The COVID-19 pandemic has brought into sharp focus two undeniable truths: Our healthcare system has structural weaknesses, and the state of our individual health depends on that of our fellow citizens.
Our immediate priorities, of course, are to slow the spread of the virus, ensure that our healthcare delivery system can handle the flood of patients, ensure the protection and well-being of our front-line healthcare providers, and protect workers and businesses from the collapsing economy.
But crises, for all the hardship they bring, also present opportunities for necessary change. What’s needed now is a new social contract between the government and the private sector, between people who receive and pay for healthcare and those who provide it, and between individuals and their communities. Once we’ve stabilized, it will be time to prioritize our collective well-being by strengthening our healthcare system to ensure we’re well-prepared for future crises.
We can do that in the following ways.
First, the current crisis has shown that as a nation, we need to rebuild our public health infrastructure to prevent and respond more quickly and effectively to future epidemics. No longer can we simply rely on market forces to drive investment in needed services and products. The government must play a more active role in the financing and development of vaccines and new drugs and establish smart public policy that creates reserve capacity for hospital beds, supplies and equipment needed in an emergency.
We need to dramatically increase our investment in primary care—including mental health—and build a robust community-based health system foundation. Our country’s emphasis on specialty and hospital-based care likely made us more vulnerable during this crisis. If instead we prioritize prevention, testing and most primary-care services—and remove financial barriers for patients—people will receive care at a much earlier stage and in settings that allow them to avoid our already overcrowded and overburdened hospitals.
It’s also time to finally change the way we finance healthcare so that medical providers are paid to keep us healthy, not just treat us when we’re sick. We’ve known for decades that the way we pay doctors and hospitals has prioritized specialty care and undervalued preventive services that could have been helpful in reducing the number of infections during the COVID-19 crisis. We need to revamp the way we pay providers so that they are rewarded for keeping their patients healthy using the most cost-effective methods to do so.
We need to get serious about building a robust infrastructure for the exchange of healthcare information among all healthcare providers, along with standardized measures that give us a complete picture of the quality and costs of healthcare services. Policymakers must lead the way by establishing minimum requirements for capturing and sharing healthcare data and information essential to guiding good patient care, smart policy and health benefit designs.
Finally, this crisis has demonstrated beyond a doubt the glaring inequities in our country. Social distancing is a luxury; working from home is not an option for most low-wage workers. Those with chronic illnesses are more vulnerable to the worst outcomes of this virus.

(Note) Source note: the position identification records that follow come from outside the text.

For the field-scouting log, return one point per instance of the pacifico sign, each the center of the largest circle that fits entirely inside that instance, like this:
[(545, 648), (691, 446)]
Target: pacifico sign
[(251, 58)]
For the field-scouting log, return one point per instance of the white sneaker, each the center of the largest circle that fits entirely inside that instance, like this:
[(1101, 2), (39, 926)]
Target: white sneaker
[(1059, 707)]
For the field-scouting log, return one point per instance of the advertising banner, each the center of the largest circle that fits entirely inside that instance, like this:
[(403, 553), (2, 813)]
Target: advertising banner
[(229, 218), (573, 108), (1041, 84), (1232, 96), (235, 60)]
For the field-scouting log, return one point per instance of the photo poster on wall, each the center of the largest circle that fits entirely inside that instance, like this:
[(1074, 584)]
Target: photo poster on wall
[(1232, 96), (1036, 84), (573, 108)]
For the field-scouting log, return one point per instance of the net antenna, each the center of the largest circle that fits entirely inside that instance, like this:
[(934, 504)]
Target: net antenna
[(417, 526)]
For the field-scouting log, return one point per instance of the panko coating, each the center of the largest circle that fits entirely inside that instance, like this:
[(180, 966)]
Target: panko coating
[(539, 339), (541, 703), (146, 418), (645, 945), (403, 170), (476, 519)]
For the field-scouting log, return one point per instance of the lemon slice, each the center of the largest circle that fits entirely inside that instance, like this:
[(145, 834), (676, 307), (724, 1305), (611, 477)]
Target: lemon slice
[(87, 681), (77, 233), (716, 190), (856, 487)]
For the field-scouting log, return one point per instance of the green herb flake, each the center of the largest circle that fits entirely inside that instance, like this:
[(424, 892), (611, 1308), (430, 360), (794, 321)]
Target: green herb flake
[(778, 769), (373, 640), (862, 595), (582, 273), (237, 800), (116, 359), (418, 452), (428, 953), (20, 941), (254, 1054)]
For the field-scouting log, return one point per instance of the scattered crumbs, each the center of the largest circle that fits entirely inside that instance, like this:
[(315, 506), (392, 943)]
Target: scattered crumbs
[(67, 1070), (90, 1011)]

Communities of color face increased burdens of health and socio-economic disparities, with hotspots for the virus disproportionately among poor and minority communities.
The lack of access to routine healthcare services, due in large part to a lack of affordability, has surely contributed to the coronavirus’ spread in the U.S. The time is long past to debate the benefits of broad coverage; we must expand Medicaid in all states and provide subsidies to low-income individuals who enroll in health insurance plans through the exchanges.
Often, a crisis can stimulate action and enable us to overcome barriers that have stopped progress in the past. We must not let this moment pass.